Some of us have grown up now, and realize the correct answer to save the internet was to not engage with ad supported content period.

akersten 2 hours ago | parent | next [-]

> It's totally, and completely, unambiguous. The internet just has collective brain damage

The point that continues to be missed is that instead of taking downvotes as validation that people simply failed to comprehend the argument you're making (they didn't), you should take them as a check to reevaluate whether your conclusion is as unambiguous as you believe.

WarmWash 36 minutes ago | parent [-]

It is rock solid.

There is no way to reconcile an internet where the suckers who cannot figure out ad-block carry the overhead costs for those who do. It costs money to create the content you consume, it costs money to serve the content you consume. The internet is not some magical exemption from standard financial practice going back millennia.
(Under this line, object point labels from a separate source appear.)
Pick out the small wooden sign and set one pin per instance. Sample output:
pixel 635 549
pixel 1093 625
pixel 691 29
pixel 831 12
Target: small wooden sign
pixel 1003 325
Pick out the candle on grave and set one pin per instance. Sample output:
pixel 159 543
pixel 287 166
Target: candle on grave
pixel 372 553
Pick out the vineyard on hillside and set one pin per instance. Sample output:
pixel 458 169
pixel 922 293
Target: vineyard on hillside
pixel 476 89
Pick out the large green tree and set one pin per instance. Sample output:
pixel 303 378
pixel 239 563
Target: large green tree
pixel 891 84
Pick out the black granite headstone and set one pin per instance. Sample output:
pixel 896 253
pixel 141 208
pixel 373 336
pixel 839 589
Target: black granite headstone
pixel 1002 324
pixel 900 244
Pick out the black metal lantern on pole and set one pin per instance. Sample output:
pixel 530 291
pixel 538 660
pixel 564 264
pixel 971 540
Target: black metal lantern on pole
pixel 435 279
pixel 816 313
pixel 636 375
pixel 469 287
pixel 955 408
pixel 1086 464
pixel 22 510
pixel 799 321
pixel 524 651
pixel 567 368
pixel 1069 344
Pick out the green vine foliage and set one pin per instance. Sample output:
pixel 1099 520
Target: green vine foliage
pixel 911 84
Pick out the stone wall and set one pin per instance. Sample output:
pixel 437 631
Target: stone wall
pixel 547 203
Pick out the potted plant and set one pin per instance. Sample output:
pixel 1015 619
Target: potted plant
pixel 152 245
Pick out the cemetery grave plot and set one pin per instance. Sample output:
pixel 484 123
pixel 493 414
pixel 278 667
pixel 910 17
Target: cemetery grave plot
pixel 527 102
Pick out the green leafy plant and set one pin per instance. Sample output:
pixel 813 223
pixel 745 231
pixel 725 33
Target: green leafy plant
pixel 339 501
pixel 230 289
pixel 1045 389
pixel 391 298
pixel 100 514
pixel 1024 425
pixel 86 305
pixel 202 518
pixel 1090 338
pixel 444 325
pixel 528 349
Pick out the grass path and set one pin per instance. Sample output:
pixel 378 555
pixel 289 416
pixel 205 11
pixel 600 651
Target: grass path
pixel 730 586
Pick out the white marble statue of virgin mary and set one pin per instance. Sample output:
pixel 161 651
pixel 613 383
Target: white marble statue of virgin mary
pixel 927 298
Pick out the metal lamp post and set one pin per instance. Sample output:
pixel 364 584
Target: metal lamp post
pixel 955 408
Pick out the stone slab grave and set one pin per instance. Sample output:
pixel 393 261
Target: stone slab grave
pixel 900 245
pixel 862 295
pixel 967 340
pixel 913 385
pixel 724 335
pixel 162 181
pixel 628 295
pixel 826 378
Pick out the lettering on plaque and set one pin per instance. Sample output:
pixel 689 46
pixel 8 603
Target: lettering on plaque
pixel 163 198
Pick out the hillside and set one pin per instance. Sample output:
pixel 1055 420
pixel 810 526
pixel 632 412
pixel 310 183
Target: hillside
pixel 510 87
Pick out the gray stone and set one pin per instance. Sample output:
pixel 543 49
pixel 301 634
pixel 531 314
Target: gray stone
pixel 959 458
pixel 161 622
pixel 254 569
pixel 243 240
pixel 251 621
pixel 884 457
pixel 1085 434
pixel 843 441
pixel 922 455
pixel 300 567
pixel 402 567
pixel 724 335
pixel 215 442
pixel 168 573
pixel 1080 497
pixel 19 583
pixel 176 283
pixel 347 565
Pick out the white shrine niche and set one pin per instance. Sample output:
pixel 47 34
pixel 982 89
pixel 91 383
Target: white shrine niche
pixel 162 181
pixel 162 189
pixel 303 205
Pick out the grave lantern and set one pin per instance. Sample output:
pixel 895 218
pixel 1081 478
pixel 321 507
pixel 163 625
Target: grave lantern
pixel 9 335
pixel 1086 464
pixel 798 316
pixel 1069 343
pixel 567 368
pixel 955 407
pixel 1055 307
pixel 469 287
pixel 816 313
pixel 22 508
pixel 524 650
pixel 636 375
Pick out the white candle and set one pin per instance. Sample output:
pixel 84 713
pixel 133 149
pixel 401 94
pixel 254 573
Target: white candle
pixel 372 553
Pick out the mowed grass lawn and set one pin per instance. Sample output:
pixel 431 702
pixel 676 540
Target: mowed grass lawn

The cost is your burden, take it or leave it. But don't take it then do mental gymnastics about why it's not actually something you value while walking away with free, shifting the cost onto the next guy.

Forgeties79 5 hours ago | parent | prev [-]
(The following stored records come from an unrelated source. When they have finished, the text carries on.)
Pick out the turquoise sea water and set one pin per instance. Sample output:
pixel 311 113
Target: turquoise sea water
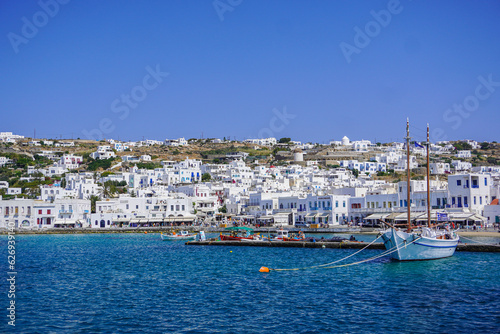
pixel 136 283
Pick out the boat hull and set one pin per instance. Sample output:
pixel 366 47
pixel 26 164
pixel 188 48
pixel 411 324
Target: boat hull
pixel 177 237
pixel 412 247
pixel 224 237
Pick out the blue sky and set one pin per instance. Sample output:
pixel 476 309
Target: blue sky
pixel 309 70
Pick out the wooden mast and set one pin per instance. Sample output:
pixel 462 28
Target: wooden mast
pixel 408 173
pixel 428 182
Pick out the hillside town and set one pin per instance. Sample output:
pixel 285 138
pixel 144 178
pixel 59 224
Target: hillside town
pixel 49 183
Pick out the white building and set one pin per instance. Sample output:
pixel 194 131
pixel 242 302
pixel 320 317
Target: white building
pixel 176 142
pixel 70 161
pixel 461 166
pixel 32 214
pixel 4 161
pixel 463 154
pixel 263 141
pixel 469 191
pixel 103 152
pixel 439 168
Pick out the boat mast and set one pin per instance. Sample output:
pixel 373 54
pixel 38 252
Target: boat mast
pixel 408 173
pixel 428 182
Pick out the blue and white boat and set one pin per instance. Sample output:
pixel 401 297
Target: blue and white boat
pixel 426 243
pixel 182 235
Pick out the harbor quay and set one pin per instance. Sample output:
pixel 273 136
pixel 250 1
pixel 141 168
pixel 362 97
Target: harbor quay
pixel 339 245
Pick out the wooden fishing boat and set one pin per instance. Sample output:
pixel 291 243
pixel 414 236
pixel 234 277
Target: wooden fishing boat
pixel 426 243
pixel 182 235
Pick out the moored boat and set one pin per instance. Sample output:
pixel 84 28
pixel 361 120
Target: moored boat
pixel 425 243
pixel 237 233
pixel 182 235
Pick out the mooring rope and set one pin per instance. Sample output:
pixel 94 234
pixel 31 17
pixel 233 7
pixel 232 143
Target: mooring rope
pixel 328 265
pixel 479 242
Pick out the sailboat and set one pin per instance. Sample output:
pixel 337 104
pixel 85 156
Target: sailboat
pixel 426 243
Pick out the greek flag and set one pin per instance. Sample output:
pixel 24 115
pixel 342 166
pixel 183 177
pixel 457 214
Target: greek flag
pixel 442 216
pixel 418 145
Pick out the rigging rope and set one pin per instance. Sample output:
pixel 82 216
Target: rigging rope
pixel 479 242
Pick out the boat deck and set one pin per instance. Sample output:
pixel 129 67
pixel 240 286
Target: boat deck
pixel 318 244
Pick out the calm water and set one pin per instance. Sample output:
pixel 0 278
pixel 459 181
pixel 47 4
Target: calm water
pixel 136 283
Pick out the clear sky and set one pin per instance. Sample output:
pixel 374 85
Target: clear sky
pixel 310 70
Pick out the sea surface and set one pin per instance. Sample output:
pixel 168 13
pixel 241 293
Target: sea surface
pixel 136 283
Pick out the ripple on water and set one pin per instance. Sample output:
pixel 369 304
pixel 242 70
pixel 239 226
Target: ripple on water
pixel 130 283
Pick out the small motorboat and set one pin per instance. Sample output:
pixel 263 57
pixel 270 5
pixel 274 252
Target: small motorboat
pixel 238 233
pixel 182 235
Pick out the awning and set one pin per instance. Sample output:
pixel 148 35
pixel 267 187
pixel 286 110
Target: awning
pixel 63 222
pixel 393 215
pixel 179 219
pixel 281 218
pixel 377 216
pixel 404 216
There are ways to get paid without ads and you can do on-air reads like I said. adblockers don’t impact them. You also don’t have to play Google and YouTube’s games. I’m sorry folks are caught in that arm’s race between users and Google but Google has made browsing so miserable it’s just reality.

Adblocking is basic security now. I am not compromising on it. I say this as a “content creator”

WarmWash 4 hours ago | parent [-]

Please ping me when you figure out how to do on-air reads on a website.

Forgeties79 4 hours ago | parent [-]

You don’t need to get sarcastic with me over this.

Content creation comes in many forms. You can also promote things in your copy. People do it all the time. Adblockers aren’t going to somehow remove your words. People disclose their sponsorships at the top/bottom of their written content all the time and frequently use affiliate links.

kylemaxwell 3 hours ago | parent | prev [-]

The downvotes are for the unnecessarily aggressive approach, even from people without a major dog in the fight.